For more about the information which must be supplied by the registrar to the registry, see the Code of Conduct:

but this does not affect whois anonymity. The information is collected by the registry, but (for personal registrations) is not to be published in the whois unless the customer requests it.


#16

info@eurid.eu


#17

I investigated some more and may be able to shed some light on the problem.

The registry’s guidelines are that a personal registrant (as opposed to company) should leave any ‘organization’ field in the registration form blank. Then their registration will be processed as personal and their contact details will not be published in the whois.

Well, in the registration form at https://panel.dreamhost.com/index.cgi?tree=domain.registration& the first field is ‘name’ and the second field is ‘organization’. But if one tries to submit that form with the ‘organization’ field blank, then the panel flags that as an error and marks the field as ‘required’. Thus a personal registrant through Dreamhost is forced to either abandon the registration attempt, or to pretend to be a company or organization with the result that their contact details will be published in the whois.

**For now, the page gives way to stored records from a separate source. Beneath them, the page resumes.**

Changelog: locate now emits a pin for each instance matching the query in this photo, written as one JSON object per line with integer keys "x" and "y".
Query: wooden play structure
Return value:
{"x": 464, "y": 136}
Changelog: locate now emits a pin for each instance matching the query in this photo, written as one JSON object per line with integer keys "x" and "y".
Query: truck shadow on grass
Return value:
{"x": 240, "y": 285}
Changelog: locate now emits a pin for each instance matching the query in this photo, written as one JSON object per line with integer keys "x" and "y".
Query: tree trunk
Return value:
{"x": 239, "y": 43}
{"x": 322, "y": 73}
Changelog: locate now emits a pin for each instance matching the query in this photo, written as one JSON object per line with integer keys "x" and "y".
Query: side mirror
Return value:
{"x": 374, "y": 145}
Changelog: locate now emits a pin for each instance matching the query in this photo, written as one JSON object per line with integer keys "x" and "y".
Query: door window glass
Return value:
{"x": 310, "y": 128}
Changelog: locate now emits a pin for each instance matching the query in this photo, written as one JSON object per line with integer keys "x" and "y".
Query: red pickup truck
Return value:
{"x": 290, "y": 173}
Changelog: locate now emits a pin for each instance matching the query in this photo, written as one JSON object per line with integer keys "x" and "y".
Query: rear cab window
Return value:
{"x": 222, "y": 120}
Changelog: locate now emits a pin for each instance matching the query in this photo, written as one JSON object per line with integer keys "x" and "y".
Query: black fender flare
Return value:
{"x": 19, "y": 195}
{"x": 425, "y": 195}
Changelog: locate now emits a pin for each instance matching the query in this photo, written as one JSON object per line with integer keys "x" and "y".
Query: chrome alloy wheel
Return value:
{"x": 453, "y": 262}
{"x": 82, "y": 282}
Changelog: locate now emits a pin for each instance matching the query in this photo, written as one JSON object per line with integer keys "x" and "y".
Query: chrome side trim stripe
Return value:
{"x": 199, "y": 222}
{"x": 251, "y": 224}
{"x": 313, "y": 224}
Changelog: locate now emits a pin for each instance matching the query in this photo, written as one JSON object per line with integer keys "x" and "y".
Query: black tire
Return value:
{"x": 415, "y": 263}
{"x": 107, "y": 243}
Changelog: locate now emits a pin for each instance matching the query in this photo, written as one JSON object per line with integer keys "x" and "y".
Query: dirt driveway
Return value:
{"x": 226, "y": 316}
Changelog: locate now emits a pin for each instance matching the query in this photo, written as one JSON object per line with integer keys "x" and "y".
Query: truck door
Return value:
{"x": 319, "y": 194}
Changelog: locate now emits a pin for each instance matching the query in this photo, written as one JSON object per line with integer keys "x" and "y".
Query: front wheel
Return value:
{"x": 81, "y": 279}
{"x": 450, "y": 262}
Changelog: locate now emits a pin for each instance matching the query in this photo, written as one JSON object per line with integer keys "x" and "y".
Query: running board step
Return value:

Now I’m trying to find out if this is an error which Dreamhost can correct, or if the error originates with their registrar (publicdomainregistry.com) … have submitted a support ticket.


#18

Perhaps a minor alteration to the page’s javascript could solve the matter without too much fuss. Flip a switch [x]Business []Personal - where Personal would set the problematic Organisation field to disabled, and it’s processing variable to blank.


#19

Response has arrived from Dreamhost support (two weeks ago … I’ve only just got around to dealing with it)

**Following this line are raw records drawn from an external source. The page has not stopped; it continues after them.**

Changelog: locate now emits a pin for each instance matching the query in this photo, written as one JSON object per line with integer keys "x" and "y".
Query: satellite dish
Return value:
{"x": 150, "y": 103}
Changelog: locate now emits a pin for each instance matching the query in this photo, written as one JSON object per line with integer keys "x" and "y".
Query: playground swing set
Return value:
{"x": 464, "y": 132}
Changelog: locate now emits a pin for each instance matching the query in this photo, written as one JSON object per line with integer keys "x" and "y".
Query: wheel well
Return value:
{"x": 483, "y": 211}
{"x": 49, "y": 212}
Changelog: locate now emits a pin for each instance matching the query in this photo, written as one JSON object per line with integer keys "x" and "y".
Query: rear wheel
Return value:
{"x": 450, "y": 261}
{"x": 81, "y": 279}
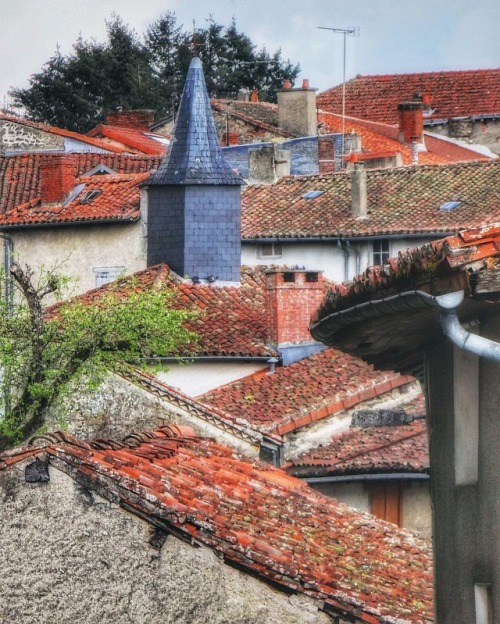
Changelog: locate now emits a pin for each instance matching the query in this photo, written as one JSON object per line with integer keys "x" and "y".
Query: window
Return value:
{"x": 104, "y": 275}
{"x": 271, "y": 250}
{"x": 381, "y": 252}
{"x": 482, "y": 595}
{"x": 386, "y": 501}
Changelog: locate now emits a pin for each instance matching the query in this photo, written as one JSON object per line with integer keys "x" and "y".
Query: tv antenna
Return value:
{"x": 353, "y": 31}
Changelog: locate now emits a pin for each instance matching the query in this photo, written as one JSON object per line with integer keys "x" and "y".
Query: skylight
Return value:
{"x": 447, "y": 206}
{"x": 312, "y": 194}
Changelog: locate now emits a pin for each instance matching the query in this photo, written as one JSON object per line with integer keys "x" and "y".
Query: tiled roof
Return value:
{"x": 401, "y": 201}
{"x": 451, "y": 94}
{"x": 195, "y": 156}
{"x": 117, "y": 199}
{"x": 400, "y": 448}
{"x": 257, "y": 517}
{"x": 133, "y": 140}
{"x": 20, "y": 175}
{"x": 62, "y": 132}
{"x": 231, "y": 320}
{"x": 301, "y": 393}
{"x": 261, "y": 115}
{"x": 377, "y": 137}
{"x": 354, "y": 316}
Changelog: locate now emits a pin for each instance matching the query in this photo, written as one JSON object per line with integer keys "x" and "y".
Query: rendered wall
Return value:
{"x": 466, "y": 513}
{"x": 77, "y": 250}
{"x": 69, "y": 555}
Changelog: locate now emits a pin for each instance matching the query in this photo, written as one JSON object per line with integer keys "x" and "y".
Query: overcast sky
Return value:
{"x": 395, "y": 36}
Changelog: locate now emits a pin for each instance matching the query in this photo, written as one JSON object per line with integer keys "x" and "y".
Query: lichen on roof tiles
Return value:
{"x": 271, "y": 525}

Good news. Now the whois info at the registry shows only my email address and my choice of language. No name, no address, no phone number. The only non-email contact information shown is for Dreamhost’s registrar which is PublicDomainRegistry.com with an address and phone number in Oregon USA.

So this is definite proof that this is possible, for .eu domains, even when the registrar is located outside Europe.

(The registrant needs to provide a European address, but neither the address nor the registrant’s name nor phone number need be shown in the whois.)

The underlying problem in Dreamhost’s registration procedure is still unfixed: for a .eu domain, the registrant is still forced to fill in the organization field in the registration form, which will result in their being registered as a company; if they want private registration, they then have to ask Dreamhost support to get their identifying information removed.

Hopefully this can be corrected when time allows; as bugs go, it’s probably not very high priority. In the meantime, personal registrants can simply use another registrar.